I don't think RS is the right choice. The whole point of R is to produce a de-sheared rotation matrix.

In the case of the failing test, the RS matrix is:

array([[1.00000000e+00, 1.00000000e+00, 0.00000000e+00, 0.00000000e+00],
       [0.00000000e+00, 2.22044605e-15, 0.00000000e+00, 0.00000000e+00],
       [0.00000000e+00, 0.00000000e+00, 1.00000000e+00, 0.00000000e+00]])

Column 1 has a slightly higher magnitude than col 0, so ends up with a slightly higher maximum cosine in the desheared rotation (R):

array([[7.07106781e-01, 7.07106781e-01, 0.00000000e+00, 0.00000000e+00],
       [7.85046229e-16, 7.85046229e-16, 0.00000000e+00, 0.00000000e+00],
       [0.00000000e+00, 0.00000000e+00, 1.00000000e+00, 0.00000000e+00]])

If we passed in [[1, 1, 0, 0, 0], [0, 0, 0, 0, 0], [0, 0, 1, 0, 0], [0, 0, 0, 0, 1]], then we would have a tie in both the max and argmax of the two columns, so choosing the first column makes sense and the stable argsort will achieve this. In the test case, we have a tie in argmax, but we can break the tie with max, which also solves the problem we were seeing with non-degenerate matrices.

I think the thing to do here is actually to update the test to check three conditions:

1. Put the positive error in the first column, yielding the current expected result.
2. Put a negative error in the second column, yielding the current expected result.
3. Put a positive error in the second column (current test), yielding a swap of the axis labeled nan.

I would be curious to hear @matthew-brett's thoughts here.

[effigies]

This is the kind of thing I was thinking of:

tricky_affine = <iar_affine>
orig_ornt = io_orientation(tricky_affine)
assert_array_equal(orig_ornt, axcodes2ornt('IAR'))

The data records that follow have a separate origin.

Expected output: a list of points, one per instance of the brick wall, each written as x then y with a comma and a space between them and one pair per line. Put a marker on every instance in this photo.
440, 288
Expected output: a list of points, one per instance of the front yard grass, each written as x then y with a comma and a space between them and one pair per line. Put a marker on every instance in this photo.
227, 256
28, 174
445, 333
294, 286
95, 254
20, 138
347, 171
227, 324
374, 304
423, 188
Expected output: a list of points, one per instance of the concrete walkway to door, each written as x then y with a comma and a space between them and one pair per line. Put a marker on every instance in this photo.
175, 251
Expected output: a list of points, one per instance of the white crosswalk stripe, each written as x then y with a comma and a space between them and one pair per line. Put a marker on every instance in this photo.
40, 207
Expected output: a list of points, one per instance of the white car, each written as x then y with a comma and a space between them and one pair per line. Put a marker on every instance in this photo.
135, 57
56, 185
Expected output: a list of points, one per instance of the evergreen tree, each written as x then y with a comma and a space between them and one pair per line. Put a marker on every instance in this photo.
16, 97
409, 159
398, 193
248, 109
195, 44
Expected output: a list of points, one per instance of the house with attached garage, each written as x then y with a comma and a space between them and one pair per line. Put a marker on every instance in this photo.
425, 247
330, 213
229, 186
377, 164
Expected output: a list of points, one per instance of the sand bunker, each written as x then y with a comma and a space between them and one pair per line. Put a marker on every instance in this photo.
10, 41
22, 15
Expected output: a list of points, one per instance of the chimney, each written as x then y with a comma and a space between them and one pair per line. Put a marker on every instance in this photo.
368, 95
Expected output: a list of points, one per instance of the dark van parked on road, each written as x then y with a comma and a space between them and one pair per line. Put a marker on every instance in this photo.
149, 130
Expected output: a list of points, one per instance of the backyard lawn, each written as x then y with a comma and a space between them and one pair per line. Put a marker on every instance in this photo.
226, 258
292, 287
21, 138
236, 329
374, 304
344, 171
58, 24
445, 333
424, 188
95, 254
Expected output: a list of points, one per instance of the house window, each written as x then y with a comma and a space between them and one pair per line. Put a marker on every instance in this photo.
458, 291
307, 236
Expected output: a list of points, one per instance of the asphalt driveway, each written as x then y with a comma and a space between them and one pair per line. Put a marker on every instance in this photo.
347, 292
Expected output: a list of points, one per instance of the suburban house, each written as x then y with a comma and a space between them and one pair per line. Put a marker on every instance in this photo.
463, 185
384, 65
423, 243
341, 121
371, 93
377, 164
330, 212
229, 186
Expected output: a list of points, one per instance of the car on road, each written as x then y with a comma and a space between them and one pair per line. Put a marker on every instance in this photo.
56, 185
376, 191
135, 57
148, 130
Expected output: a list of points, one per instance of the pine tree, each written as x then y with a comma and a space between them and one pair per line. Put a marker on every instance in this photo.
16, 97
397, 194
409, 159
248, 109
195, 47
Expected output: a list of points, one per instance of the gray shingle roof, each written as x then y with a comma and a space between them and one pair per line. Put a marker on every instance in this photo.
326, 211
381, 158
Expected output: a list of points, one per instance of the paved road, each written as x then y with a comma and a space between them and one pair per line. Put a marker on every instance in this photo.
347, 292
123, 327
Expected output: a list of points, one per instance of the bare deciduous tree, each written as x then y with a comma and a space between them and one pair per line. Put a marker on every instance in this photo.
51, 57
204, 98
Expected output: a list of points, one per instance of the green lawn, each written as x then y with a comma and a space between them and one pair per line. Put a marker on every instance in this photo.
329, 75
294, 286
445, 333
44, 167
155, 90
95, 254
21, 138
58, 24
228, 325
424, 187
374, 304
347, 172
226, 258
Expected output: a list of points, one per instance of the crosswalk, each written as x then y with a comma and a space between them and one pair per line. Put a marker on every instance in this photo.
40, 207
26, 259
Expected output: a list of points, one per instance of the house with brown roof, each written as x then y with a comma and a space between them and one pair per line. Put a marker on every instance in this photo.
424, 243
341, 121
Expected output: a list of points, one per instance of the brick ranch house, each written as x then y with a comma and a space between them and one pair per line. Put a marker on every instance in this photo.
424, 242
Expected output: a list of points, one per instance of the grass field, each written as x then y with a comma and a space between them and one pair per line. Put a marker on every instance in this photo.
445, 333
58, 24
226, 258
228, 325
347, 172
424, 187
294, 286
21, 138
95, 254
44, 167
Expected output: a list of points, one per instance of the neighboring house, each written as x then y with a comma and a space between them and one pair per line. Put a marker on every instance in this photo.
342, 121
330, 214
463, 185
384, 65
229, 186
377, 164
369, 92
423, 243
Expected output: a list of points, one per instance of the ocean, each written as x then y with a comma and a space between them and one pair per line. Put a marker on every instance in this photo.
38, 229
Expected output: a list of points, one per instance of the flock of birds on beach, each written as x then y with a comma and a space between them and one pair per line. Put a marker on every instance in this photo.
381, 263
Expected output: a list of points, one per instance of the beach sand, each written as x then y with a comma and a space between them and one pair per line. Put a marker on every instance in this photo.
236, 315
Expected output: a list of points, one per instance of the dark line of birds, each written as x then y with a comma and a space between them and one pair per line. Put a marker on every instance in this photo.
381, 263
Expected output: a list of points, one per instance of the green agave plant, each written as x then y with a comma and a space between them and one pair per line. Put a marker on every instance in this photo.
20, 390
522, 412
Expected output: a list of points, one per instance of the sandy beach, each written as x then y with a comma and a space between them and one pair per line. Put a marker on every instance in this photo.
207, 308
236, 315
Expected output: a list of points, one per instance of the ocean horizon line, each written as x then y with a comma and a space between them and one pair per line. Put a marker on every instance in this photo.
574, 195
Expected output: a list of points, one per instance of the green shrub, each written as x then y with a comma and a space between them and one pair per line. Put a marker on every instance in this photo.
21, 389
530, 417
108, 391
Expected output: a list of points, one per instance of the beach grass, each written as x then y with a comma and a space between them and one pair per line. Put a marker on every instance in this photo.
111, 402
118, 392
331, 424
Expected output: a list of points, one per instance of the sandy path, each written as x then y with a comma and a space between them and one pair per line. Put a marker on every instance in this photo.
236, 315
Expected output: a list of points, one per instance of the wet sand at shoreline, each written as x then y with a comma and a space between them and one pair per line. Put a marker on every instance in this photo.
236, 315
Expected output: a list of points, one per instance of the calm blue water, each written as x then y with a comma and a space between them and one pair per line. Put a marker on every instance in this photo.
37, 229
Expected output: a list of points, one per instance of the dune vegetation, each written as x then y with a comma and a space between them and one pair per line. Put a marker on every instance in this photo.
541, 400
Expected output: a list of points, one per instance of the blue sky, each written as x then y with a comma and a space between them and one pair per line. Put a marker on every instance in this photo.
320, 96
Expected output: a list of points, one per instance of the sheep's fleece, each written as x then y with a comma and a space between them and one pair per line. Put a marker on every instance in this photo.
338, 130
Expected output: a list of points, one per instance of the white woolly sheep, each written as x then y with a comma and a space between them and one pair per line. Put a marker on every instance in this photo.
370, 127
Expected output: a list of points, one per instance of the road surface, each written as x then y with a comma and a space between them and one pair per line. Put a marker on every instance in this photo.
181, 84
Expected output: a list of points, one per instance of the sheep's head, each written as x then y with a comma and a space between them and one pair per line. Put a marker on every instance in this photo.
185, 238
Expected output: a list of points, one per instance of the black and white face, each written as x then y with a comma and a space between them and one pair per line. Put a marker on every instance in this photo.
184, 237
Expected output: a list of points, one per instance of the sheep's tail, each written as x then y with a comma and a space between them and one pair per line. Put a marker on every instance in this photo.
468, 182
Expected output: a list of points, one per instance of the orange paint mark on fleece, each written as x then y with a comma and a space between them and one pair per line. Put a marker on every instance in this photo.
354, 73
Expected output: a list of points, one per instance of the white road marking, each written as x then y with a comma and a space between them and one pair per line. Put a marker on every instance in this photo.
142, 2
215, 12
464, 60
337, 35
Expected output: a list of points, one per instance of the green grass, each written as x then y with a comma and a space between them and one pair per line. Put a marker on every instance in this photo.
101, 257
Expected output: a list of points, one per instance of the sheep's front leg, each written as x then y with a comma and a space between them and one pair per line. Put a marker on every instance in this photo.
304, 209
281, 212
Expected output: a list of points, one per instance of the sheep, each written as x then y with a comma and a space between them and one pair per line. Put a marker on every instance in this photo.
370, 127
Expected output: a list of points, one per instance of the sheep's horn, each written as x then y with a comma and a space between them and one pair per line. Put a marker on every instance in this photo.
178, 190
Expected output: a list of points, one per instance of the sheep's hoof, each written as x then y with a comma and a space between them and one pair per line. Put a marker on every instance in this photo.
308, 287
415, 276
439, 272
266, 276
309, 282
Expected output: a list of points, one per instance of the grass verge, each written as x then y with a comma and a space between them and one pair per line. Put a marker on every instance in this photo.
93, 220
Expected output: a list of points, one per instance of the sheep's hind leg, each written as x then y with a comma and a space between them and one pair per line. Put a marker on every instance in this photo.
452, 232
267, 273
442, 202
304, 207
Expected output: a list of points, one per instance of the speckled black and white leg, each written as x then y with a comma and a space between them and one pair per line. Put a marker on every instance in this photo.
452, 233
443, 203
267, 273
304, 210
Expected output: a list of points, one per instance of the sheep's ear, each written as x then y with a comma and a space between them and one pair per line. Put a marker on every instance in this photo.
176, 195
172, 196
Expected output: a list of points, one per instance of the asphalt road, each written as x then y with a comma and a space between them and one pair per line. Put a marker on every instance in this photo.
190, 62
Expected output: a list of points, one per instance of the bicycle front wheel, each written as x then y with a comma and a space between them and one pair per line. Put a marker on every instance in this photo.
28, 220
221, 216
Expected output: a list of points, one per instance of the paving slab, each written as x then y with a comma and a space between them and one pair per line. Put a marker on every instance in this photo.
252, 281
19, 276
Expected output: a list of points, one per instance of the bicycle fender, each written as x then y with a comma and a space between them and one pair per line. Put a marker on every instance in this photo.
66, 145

orig_img = Nifti1Image(np.zeros((2, 3, 4)), tricky_affine)
ras_img = orig_img.as_reoriented(orig_ornt)
ras_ornt = io_orientation(ras_img.affine)

# Verify reorientation swaps first and third axes and the labels follow the axes
assert ras_img.shape == (4, 3, 2)
assert_array_equal(ras_ornt, [[0, 1], [1, 1], [2, 1]])

# Test idempotence
reras_img = ras_img.as_reoriented(ras_ornt)
reras_ornt = io_orientation(reras_img.affine)

assert reras_img.shape == (4, 3, 2)
assert_array_equal(reras_ornt, [[0, 1], [1, 1], [2, 1]])

[effigies]

This doesn't really fit in this regression test, as it artificially changes the problem. The columns that were getting flipped were 1 and 3, not 1 and 2. What you're doing here is setting two columns to point mostly superior, then right, then posterior, and one to point mostly superior, then left, then anterior.

This is an interesting edge case, but not one that I think should push us into decent edge-case test, but then we need to agree that a rank-deficient matrix should be considered to be should be considered to have a particular, rather than just explainable, orientation.

[effigies]

For a regression test, we just need to have plausible affines and their correct orientations. We do not need to replicate the old function, though. The test should fail if we revert the fix or otherwise change the code to no longer do what's expected, and pass if the fix remains in place.